Dans l’après-midi, nous sommes allés visiter ma cave avec Florent et Peter, et quand Peter a dit : « interesting » quand je lui ai demandé son avis sur ma cave, il a dû ressentir que je le recevais comme un coup de poignard. Aussi, lorsque nous nous sommes retrouvé tous les deux à la cérémonie d’ouverture des vins, il n’a cessé de me dire : « superb, unique, extraordinary ». A ce moment, j’avais d’autres chats à fouetter, car j’étais en train d’ouvrir des merveilles. Les parfums des vins rouges sont absolument superbes, surtout celui du Chambertin Armand Rousseau 1978 incroyablement bourguignon, et celui du Château Palmer 1921 avec de délicats fruits rouges superbement suggérés. J’ai dû lutter pour les bouchons et celui du Chambertin m’a fait transpirer, car il était incroyablement serré dans le goulot. Je me suis demandé pourquoi le bouchon du Palmer se brisait en tant de morceaux sans vouloir sortir. L’explication est simple. En haut du goulot, il y a normalement une surépaisseur à l’extérieur, sur le pourtour du goulot. Pour cette bouteille, il y en a une à l’intérieur, très importante, ce qui rend impossible de lever le bouchon entier.

Le seul vin blanc du repas est une grande inconnue :  » Grand Corbin blanc 1924″. Aucun domaine ou château portant le nom de Corbin n’a officiellement fait du vin blanc. J’ai toutefois eu l’information que l’on parlait d’un vin blanc il y a longtemps, dans la région des Corbin, en saint-émilion. Je l’ouvre en dernier alors qu’il doit passer avant les rouges. L’odeur de gibier du vin me pousse à envisager de le placer après les rouges, pour qu’il ait le temps de se reconstituer. Je demande que l’on prévoie un fromage pour le vin blanc. Le plat d’épeautre qui lui était associé se prendra sur les champagnes.

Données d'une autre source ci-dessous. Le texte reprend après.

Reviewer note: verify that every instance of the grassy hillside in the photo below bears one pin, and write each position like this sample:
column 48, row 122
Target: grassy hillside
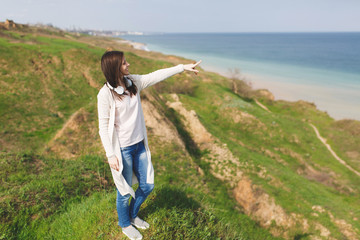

Compte tenu de l’âge plus que canonique des quatre champagnes, leur ouverture était prévue sur l’instant de leur apparition. C’est une grande erreur car ces champagnes comme les vins, auraient profité d’une aération soutenue.

Les festivités commencent. J’indiquerai les noms des donateurs des vins. J’essaie d’ouvrir le Champagne Moët & Chandon 1914 de ma cave mais en tournant la petite oreille métallique, celle-ci se brise sans ouvrir le muselet qui protège le bouchon. Je lutte pendant près de dix minutes pour défaire ce treillis fait d’un métal particulièrement résistant. Le bouchon vient bien, au cylindre rectiligne et n’entraîne aucun pschitt. La couleur du Moët est délicatement dorée. Le nez du champagne est merveilleux. S’il a perdu sa bulle, il a gardé tout son pétillant. D’une belle acidité, il commence par exposer sa minéralité. Puis, quelques minutes plus tard, ce sont des fruits jaunes qui apparaissent. Le champagne est irréellement bon. Pas un soupçon de défaut n’est décelable. Nous nous extasions et nous le comparons au 1911 que Peter, Tomo et moi avons eu la chance de boire, Tomo et moi deux fois. Si le 1911 de dégorgement récent est sans doute plus précis, l’émotion est du côté du 1914 de dégorgement initial, car il a une personnalité et une complexité beaucoup plus grandes. Sur des gougères, ce champagne est un régal. Sur les dernières gorgées, on voit apparaître les aspects pâtissiers de ce beau champagne complexe et parfait. Il se trouve que 1914 de Moët est le champagne bu il y a plus de trente ans qui m’a ouvert les yeux sur la beauté des champagnes antiques. Celui-ci est d’une grandeur extrême, comme celui de mon souvenir.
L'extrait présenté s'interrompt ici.